On the way to work a few months later, I noticed that the asbestos shingles had been taken off of a house up the street. The next day that house was flattened. Four months later:

mcmansion 3

That house also sold for about $800k. The owner next door also sold to a builder, but that builder didn’t demolish the house; she built up a second floor and put an extension and garage in back. She sold the place for about $700k.
mcmansion 4

A few houses down, I guess this one is next:

next to go

And finally, on a walk around the block last week we were surprised to find another one down.

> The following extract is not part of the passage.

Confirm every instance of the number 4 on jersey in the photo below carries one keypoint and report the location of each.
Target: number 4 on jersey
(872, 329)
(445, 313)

I know this stuff happens but it’s amazing to see how fast it’s happening, and how eager people are to move into these giant, expensive, identical houses. I want to leave a copy of The Not So Big House on each of their doorsteps as a housewarming gift.

I figure I’ll make a photo study out of this whole thing… I’ll shoot as many befores and afters as I can. More to come.

13 Comments so far

  1. Daddy, make a picture May 10th, 2004 6:44 pm

    little houses made of ticky tacky

    I figured the ‘tear down a charming but small home and put a McMansion up in its stead’ phenom was pretty much a New York metro area thing, but Antisleep has noted it going on in his suburban DC neighborhood….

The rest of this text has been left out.